Roberto Pomari considera «assolutamente prioritario un riposizionamento di determinati valori e idee in vista di un futuro ricco di interrogativi, volatile, incerto, complesso e ambiguo, ovversia le parole le cui iniziali – Vuca – indicano il sistema di valutazione dei rischi. Ed è un contesto in cui vanno tra l'altro inseriti anche tutti i festival, compreso quello di Locarno, che al format che gli è proprio (speriamo di nuovo attuabile nel 2021) dovrà affiancare un'offerta digitale solida e completa, e non solo di complemento».

Da luogo di consumo a luogo di fruizione

Il Palacinema, per il suo direttore, «necessita di un nuovo orientamento, per passare da luogo di consumo (e lo dico senza alcuna accezione critica) a luogo di fruizione. Questo non significa tradire determinati imperativi finanziari o, prima ancora, quella vocazione di luogo di accoglienza, di manifestazioni ed eventi che è propria della struttura. Tuttavia, è opportuno chinarsi ancora di più sulla dimensione della ricerca e dell'insegnamento. Con questo mi riferisco alla presenza consolidata del Cisa, all'attività e i laboratori audiovisivi della Supsi, alla Ticino Film Commission che adesso ha un nuovo direttore (Niccolò Castelli) e all'arrivo della cattedra Usi, che potrebbe un domani svilupparsi in vero e proprio Istituto di ricerca. Comincia insomma ad esserci una serie di elementi che ci permettono di intraprendere una strada un po' diversa, alternativa rispetto a determinate scelte che, del tutto legittimamente, erano state fatte all'inizio».

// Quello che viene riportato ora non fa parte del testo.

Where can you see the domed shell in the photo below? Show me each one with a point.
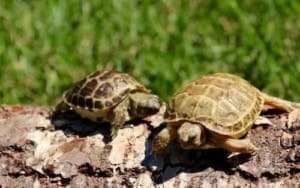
(102, 90)
(223, 103)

Sempre su questo terreno, Pomari ricorda l'accordo “Locarno Media City” firmato l'anno scorso: «Il Palacinema ne è stato promotore con Usi e Swisscom e i partner sono il Festival e la Città. Da questo conglomerato si stanno già sviluppando altri progetti di grande interesse». Questi, conclude Pomari, «sono i temi attorno ai quali bisogna ragionare. Sarebbe imperdonabile commettere l'errore di credere che “pronti, partenza, via”, tutto ricomincerà come se nulla fosse successo».